Die Lösung der Finanzierungsproblematik, die Organisation des Projektes sowie die Verteilung der Aufgaben nahmen viel Zeit in Anspruch. Daneben mußten wir unsere wirtschaftlichen und persönlichen Beziehungen miteinander sowie jeder für sich klären.
Eine gute Beratung konnten wir von der „Selbstbau Genossenschaft Berlin“ e.G. erhalten. Sie hat Erfahrungen im Aufbau von alternativen Wohnprojekten. Andere Vereine, wie z.B. „Wohnbund“ e.V. oder der „Verein zur Förderung des Genossenschaftsgedankens“ e.V., stehen auch anderen zur Beratung zur Verfügung.
Ein wichtiger Schritt war das Aussuchen eines genossenschaftlichen Prüfungsverbandes. Den Antrag dazu konnten wir beim „Verein zur Förderung des Genossenschaftsgedankens“ e.V. stellen. Empfohlen wurde uns der Verband „Berlin- Brandenburgischer Wohnungsunternehmer“ e.V..
Die Gründung einer GbR war wichtig, um vor der Gründung einer Genossenschaft als sogenannte Vorgründungsgenossenschaft zum gemeinsamen Erwerb von Maschinen, Grundstücken usw. auftreten zu können und einen rechtlichen Status zu haben.
Beim Kauf von Grundstücken oder Immobilien muß „ein Vertrag zugunsten Dritter“, nämlich zugunsten der Genossenschaft, abgeschlossen werden und festgelegt sein, daß die Genossenschaft in Gründung ausschließlich mit ihrem Vermögen haftet.

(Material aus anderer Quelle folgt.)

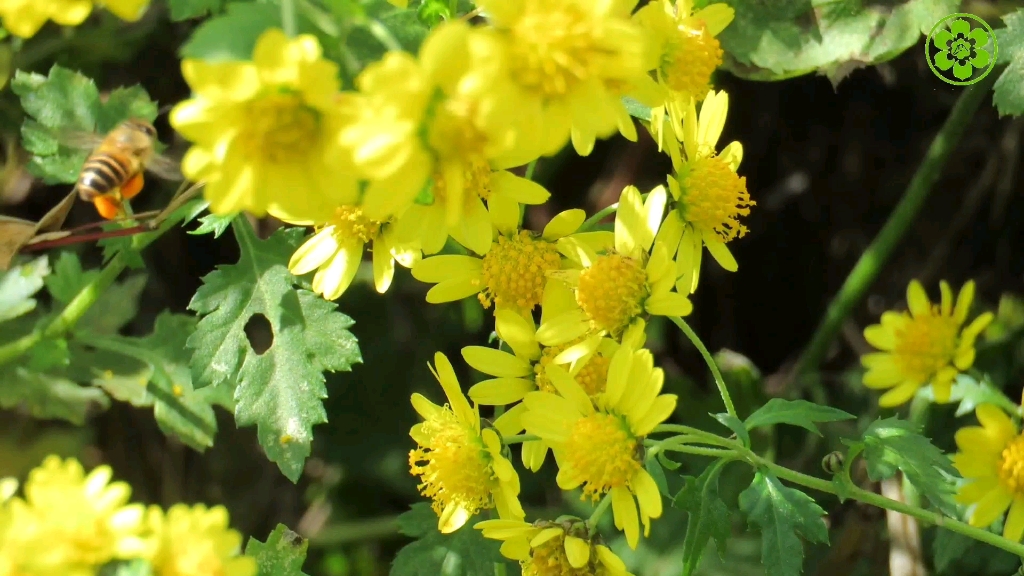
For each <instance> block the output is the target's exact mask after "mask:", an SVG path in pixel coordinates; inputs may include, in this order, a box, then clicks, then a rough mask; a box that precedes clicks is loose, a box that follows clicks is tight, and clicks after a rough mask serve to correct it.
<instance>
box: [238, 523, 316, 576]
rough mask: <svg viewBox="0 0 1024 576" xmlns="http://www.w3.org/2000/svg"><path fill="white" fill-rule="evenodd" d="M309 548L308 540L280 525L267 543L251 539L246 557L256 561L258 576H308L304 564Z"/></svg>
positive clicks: (256, 565)
mask: <svg viewBox="0 0 1024 576" xmlns="http://www.w3.org/2000/svg"><path fill="white" fill-rule="evenodd" d="M308 547H309V541H308V540H306V539H305V538H303V537H301V536H299V535H298V534H296V533H295V532H292V531H291V530H289V529H288V527H287V526H285V525H284V524H279V525H278V527H276V528H274V529H273V532H271V533H270V535H269V536H267V537H266V542H265V543H264V542H260V541H259V540H257V539H256V538H252V537H250V538H249V542H248V543H247V544H246V556H247V557H250V558H252V559H255V560H256V570H257V572H256V574H257V576H306V574H305V572H302V564H303V563H304V562H305V561H306V548H308Z"/></svg>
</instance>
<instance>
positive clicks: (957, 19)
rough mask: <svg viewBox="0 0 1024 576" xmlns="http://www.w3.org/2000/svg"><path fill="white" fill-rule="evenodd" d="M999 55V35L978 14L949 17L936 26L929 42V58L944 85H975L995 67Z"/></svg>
mask: <svg viewBox="0 0 1024 576" xmlns="http://www.w3.org/2000/svg"><path fill="white" fill-rule="evenodd" d="M998 53H999V50H998V46H997V45H996V43H995V33H994V32H992V28H991V27H990V26H988V23H986V22H985V20H983V19H981V18H980V17H978V16H976V15H974V14H968V13H957V14H949V15H948V16H946V17H944V18H942V19H940V20H939V22H937V23H936V24H935V26H934V27H932V32H931V34H929V35H928V41H927V42H925V59H926V60H928V68H931V69H932V72H933V73H935V75H936V76H938V77H939V78H940V79H941V80H942V81H943V82H947V83H949V84H953V85H955V86H967V85H969V84H974V83H975V82H978V81H979V80H981V79H982V78H984V77H986V76H988V73H989V72H992V69H993V68H995V56H996V55H997V54H998Z"/></svg>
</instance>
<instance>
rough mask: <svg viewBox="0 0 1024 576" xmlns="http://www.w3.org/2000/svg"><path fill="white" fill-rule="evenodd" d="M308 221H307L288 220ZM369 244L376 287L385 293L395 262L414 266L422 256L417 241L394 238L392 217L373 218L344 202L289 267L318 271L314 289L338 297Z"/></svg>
mask: <svg viewBox="0 0 1024 576" xmlns="http://www.w3.org/2000/svg"><path fill="white" fill-rule="evenodd" d="M285 221H289V222H290V223H296V224H302V225H309V223H311V222H308V221H295V220H288V219H286V220H285ZM367 244H371V245H372V246H373V249H372V252H373V265H374V287H376V288H377V291H378V292H380V293H381V294H383V293H384V292H387V289H388V288H389V287H390V286H391V280H392V279H394V262H395V261H397V262H398V263H400V264H401V265H403V266H406V268H412V266H413V264H415V263H416V262H417V261H418V260H419V259H420V250H419V248H418V247H416V246H415V245H410V244H399V243H397V242H396V241H395V234H394V227H393V225H392V222H391V221H390V220H388V221H384V222H381V221H378V220H372V219H370V218H368V217H366V216H365V215H364V214H362V210H361V209H360V208H359V207H357V206H341V207H338V208H336V209H335V214H334V217H333V218H331V220H329V221H328V222H327V223H326V224H324V225H321V227H317V229H316V233H315V234H313V236H311V237H310V238H309V239H308V240H306V241H305V242H304V243H303V244H302V246H299V248H298V249H297V250H296V251H295V253H294V254H293V255H292V259H291V260H289V262H288V270H289V271H291V272H292V274H294V275H296V276H302V275H304V274H309V273H310V272H312V271H314V270H315V271H316V274H315V275H314V276H313V282H312V287H313V291H314V292H316V293H317V294H321V295H322V296H324V297H325V298H327V299H328V300H336V299H338V298H339V297H341V295H342V294H343V293H344V292H345V290H347V289H348V287H349V285H351V283H352V280H353V279H354V278H355V273H356V272H358V270H359V264H360V263H361V262H362V252H364V249H365V248H366V245H367Z"/></svg>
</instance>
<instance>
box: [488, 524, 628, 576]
mask: <svg viewBox="0 0 1024 576" xmlns="http://www.w3.org/2000/svg"><path fill="white" fill-rule="evenodd" d="M473 528H475V529H476V530H480V531H481V532H482V533H483V537H484V538H490V539H492V540H502V548H501V550H502V556H504V557H505V558H507V559H510V560H517V561H519V564H520V566H521V567H522V573H523V574H527V575H537V576H547V575H551V576H555V575H559V576H560V575H568V576H597V575H600V576H633V575H632V574H631V573H629V572H627V571H626V564H625V563H623V561H622V559H620V558H618V557H617V556H615V553H614V552H612V551H611V549H609V548H608V547H607V546H605V545H603V544H599V543H597V542H595V541H594V540H593V539H591V538H590V536H589V534H588V529H587V525H586V523H584V522H575V523H569V522H563V523H554V522H547V521H542V522H535V523H534V524H528V523H526V522H522V521H515V520H485V521H483V522H478V523H476V525H475V526H474V527H473Z"/></svg>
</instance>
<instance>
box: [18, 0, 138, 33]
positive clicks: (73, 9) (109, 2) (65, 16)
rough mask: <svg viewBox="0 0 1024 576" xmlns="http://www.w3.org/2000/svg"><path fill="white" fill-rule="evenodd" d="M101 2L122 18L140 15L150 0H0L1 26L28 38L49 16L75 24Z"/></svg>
mask: <svg viewBox="0 0 1024 576" xmlns="http://www.w3.org/2000/svg"><path fill="white" fill-rule="evenodd" d="M93 3H95V4H96V5H98V6H105V7H106V9H108V10H110V11H111V12H113V13H114V14H115V15H117V16H118V17H119V18H121V19H123V20H129V22H134V20H137V19H138V18H140V17H141V16H142V13H143V12H144V11H145V8H146V6H148V5H150V0H106V1H105V2H99V1H97V2H93V0H0V18H3V27H4V30H6V31H7V32H10V33H11V34H13V35H14V36H18V37H20V38H31V37H33V36H35V35H36V33H37V32H39V29H41V28H42V27H43V25H44V24H46V20H47V19H51V20H53V22H55V23H57V24H59V25H60V26H78V25H80V24H82V23H83V22H85V18H87V17H89V14H90V13H91V12H92V5H93Z"/></svg>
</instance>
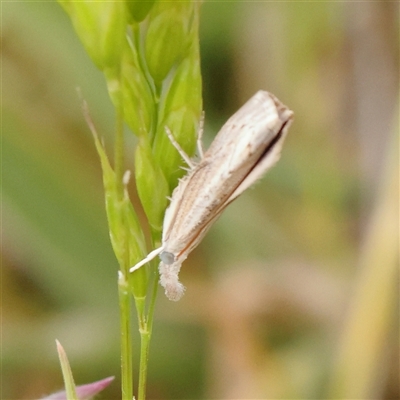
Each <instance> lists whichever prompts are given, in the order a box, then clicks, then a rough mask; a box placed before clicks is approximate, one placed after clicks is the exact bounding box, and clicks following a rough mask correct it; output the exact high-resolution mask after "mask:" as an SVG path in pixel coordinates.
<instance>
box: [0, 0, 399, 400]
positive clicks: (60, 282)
mask: <svg viewBox="0 0 400 400" xmlns="http://www.w3.org/2000/svg"><path fill="white" fill-rule="evenodd" d="M398 15H399V4H398V3H394V2H368V3H367V2H365V3H355V2H337V3H336V2H317V3H316V2H311V3H304V2H264V3H262V2H260V3H249V2H205V3H204V4H203V7H202V19H201V53H202V72H203V79H204V80H203V85H204V87H203V90H204V107H205V112H206V133H205V136H206V137H205V141H206V142H207V143H210V141H211V140H212V138H213V137H214V135H215V134H216V132H217V131H218V129H219V128H220V127H221V125H222V124H223V123H224V121H226V119H227V118H228V117H229V116H230V115H231V114H233V113H234V112H235V111H236V110H237V109H238V108H239V107H240V106H241V105H242V104H243V103H244V102H245V101H246V100H247V99H248V98H250V97H251V96H252V95H253V94H254V93H255V92H256V91H257V90H259V89H264V90H268V91H271V92H272V93H274V94H275V95H276V96H277V97H278V98H279V99H280V100H281V101H282V102H283V103H285V104H287V105H288V106H289V108H291V109H292V110H293V111H294V112H295V122H294V124H293V126H292V128H291V130H290V132H289V136H288V139H287V142H286V144H285V146H284V150H283V154H282V159H281V161H280V162H279V163H278V165H277V166H276V167H275V168H274V169H273V170H272V171H271V172H270V173H269V174H268V175H267V176H266V177H265V178H264V179H263V180H262V181H261V182H260V183H258V184H257V185H256V186H255V187H254V188H253V189H251V190H249V191H248V192H246V193H245V194H244V195H243V196H241V197H240V199H238V200H237V201H236V202H235V203H234V204H232V205H231V206H230V207H229V208H228V209H227V210H226V211H225V213H224V215H223V217H222V218H221V219H220V220H219V221H218V222H217V223H216V224H215V226H214V227H213V229H212V230H211V231H210V233H209V234H208V236H207V237H206V239H205V240H204V241H203V243H202V244H201V245H200V246H199V248H198V249H196V250H195V251H194V252H193V254H192V255H191V256H190V257H189V259H188V260H187V261H186V262H185V263H184V266H183V269H182V272H181V280H182V282H183V283H184V284H185V285H186V287H187V291H186V294H185V296H184V298H183V299H182V300H181V301H180V302H179V303H173V302H170V301H168V300H167V299H166V298H165V297H164V296H163V294H162V291H160V295H159V299H158V303H157V310H156V321H155V326H154V334H153V340H152V345H151V354H150V371H149V387H148V397H149V398H151V399H203V398H207V399H212V398H215V399H217V398H218V399H222V398H224V399H261V398H262V399H317V398H319V399H325V398H345V399H398V398H399V396H400V395H399V382H398V376H399V368H398V364H399V340H398V339H399V332H398V323H399V321H398V311H399V310H398V284H399V280H398V261H399V259H398V243H399V242H398V239H399V237H398V221H399V219H398V217H399V215H398V189H399V188H398V185H399V176H398V124H399V122H398V94H399V92H398V84H399V82H398V77H399V75H398V61H399V51H398V48H399V47H398V46H399V35H398V33H399V26H398V23H399V21H398ZM77 87H79V88H80V90H81V93H82V95H83V97H84V98H85V99H86V100H87V102H88V104H89V107H90V110H91V113H92V117H93V119H94V121H95V123H96V125H97V127H98V129H99V131H100V133H101V135H102V136H103V137H104V140H105V143H106V146H107V147H108V149H109V154H111V153H112V143H113V129H114V111H113V108H112V106H111V102H110V100H109V98H108V94H107V91H106V87H105V82H104V79H103V76H102V74H101V73H100V72H99V71H98V70H97V69H96V68H95V67H94V65H93V64H92V63H91V61H90V60H89V57H88V56H87V54H86V53H85V51H84V49H83V46H82V45H81V43H80V42H79V40H78V38H77V36H76V35H75V33H74V31H73V29H72V27H71V24H70V21H69V19H68V18H67V16H66V14H65V13H64V12H63V11H62V9H61V8H60V7H59V5H58V4H57V3H55V2H54V3H53V2H39V1H38V2H8V3H6V2H4V3H2V125H1V128H2V129H1V135H2V139H1V145H2V160H1V163H2V204H1V206H2V207H1V211H2V265H1V273H2V275H1V278H2V281H1V293H2V295H1V302H2V304H1V307H2V321H1V325H2V326H1V328H2V339H1V340H2V349H1V353H2V354H1V358H2V360H1V362H2V364H1V368H2V370H1V380H2V381H1V384H0V385H1V396H0V397H1V398H2V399H35V398H40V397H42V396H44V395H46V394H49V393H52V392H54V391H56V390H58V389H60V388H61V387H62V378H61V372H60V368H59V364H58V358H57V353H56V347H55V339H56V338H57V339H58V340H59V341H60V342H61V343H62V344H63V346H64V348H65V350H66V352H67V354H68V356H69V359H70V363H71V366H72V369H73V371H74V376H75V380H76V383H77V384H83V383H87V382H91V381H94V380H98V379H101V378H103V377H105V376H109V375H116V376H117V379H116V382H114V383H113V384H112V385H111V387H110V388H109V389H107V390H106V391H105V392H104V394H103V395H102V396H101V398H104V399H106V398H107V399H118V398H120V392H119V390H120V389H119V382H118V376H119V320H118V304H117V283H116V278H117V262H116V260H115V259H114V255H113V253H112V250H111V245H110V243H109V238H108V231H107V224H106V216H105V211H104V205H103V189H102V178H101V170H100V165H99V160H98V157H97V154H96V152H95V148H94V144H93V141H92V137H91V135H90V132H89V129H88V128H87V126H86V125H85V122H84V119H83V116H82V112H81V106H80V100H79V97H78V94H77V91H76V88H77ZM127 141H128V147H127V154H126V159H127V160H128V165H127V166H126V168H127V169H128V168H129V169H132V165H133V160H132V155H133V151H134V145H135V139H134V138H133V137H132V135H131V134H129V133H127ZM132 198H133V199H134V201H135V202H136V203H137V200H135V193H134V188H132ZM137 339H139V336H137Z"/></svg>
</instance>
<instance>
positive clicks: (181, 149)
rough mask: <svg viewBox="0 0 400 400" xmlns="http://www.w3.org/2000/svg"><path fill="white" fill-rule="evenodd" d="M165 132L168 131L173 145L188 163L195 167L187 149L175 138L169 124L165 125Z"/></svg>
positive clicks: (171, 142)
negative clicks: (188, 152) (176, 140)
mask: <svg viewBox="0 0 400 400" xmlns="http://www.w3.org/2000/svg"><path fill="white" fill-rule="evenodd" d="M165 132H166V133H167V136H168V138H169V140H170V142H171V143H172V145H173V146H174V147H175V148H176V149H177V150H178V153H179V154H180V155H181V157H182V158H183V159H184V160H185V162H186V164H187V165H189V167H190V169H193V168H194V167H195V165H194V164H193V162H192V160H191V159H190V157H189V156H188V155H187V154H186V153H185V151H184V150H183V149H182V147H181V146H180V144H179V143H178V142H177V141H176V140H175V138H174V135H173V134H172V132H171V130H170V129H169V128H168V126H166V127H165Z"/></svg>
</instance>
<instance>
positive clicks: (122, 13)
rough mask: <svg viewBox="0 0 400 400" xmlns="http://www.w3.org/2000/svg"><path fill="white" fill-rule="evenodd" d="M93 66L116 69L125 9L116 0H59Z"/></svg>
mask: <svg viewBox="0 0 400 400" xmlns="http://www.w3.org/2000/svg"><path fill="white" fill-rule="evenodd" d="M59 3H60V4H61V6H62V7H63V8H64V10H65V11H66V12H67V13H68V14H69V16H70V18H71V21H72V23H73V25H74V28H75V31H76V32H77V34H78V36H79V38H80V39H81V41H82V43H83V45H84V46H85V48H86V51H87V52H88V54H89V55H90V57H91V58H92V60H93V62H94V63H95V64H96V66H97V67H98V68H99V69H101V70H104V69H105V68H115V69H118V67H119V63H120V60H121V54H122V52H123V49H124V40H125V35H126V28H127V17H128V11H127V10H126V7H125V4H124V3H123V2H119V1H90V0H81V1H72V0H59Z"/></svg>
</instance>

Im Gesellschaftsvertrag mußte geregelt werden, daß die Gesellschafter später die Gründung einer Genossenschaft beabsichtigen und zu diesem Zweck die folgenden Handlungen, Geschäfte usw. vornehmen 2.
Gründungsphase
Die Gründungsphase verlangt weder die Einhaltung komplizierter Formen noch Fristen. Normalerweise ist sie aber ein langwieriger Prozeß, der sich aufteilt in den Gründungsakt, die Gründungsprüfung, den Beitritt zu einem Prüfungsverband und die Eintragung ins Genossenschaftsregister.
Der Gründungsakt
Bei dem Gründungsakt ist eine Versammlung von mindestens 7 Personen erforderlich. In dieser Versammlung wird die Diskussion über das Projekt geführt und der gemeinsame Entschluß, eine Genossenschaft zu gründen, von allen Teilnehmern bestätigt.
Der erste Gründungsakt ist die Beschlußfassung der Satzung /des Statuts, sowie deren Unterzeichnung durch alle Anwesenden.
Bei der Ausarbeitung der Satzung kann man sich verschiedener Mustersatzungen bedienen, die man bei den genossenschaftlichen Prüfungsverbänden besorgen kann. Allerdings sind diese viel zu kompliziert und unübersichtlich. Außerdem berücksichtigen sie den Gedanken der Selbstverwaltung nur unzureichend. Es empfiehlt sich daher vor der Beschlußfassung dieser Satzung, in der Gründungsversammlung sowohl mit dem Prüfungsverband als auch mit einem Rechtspfleger ein Gespräch zu führen.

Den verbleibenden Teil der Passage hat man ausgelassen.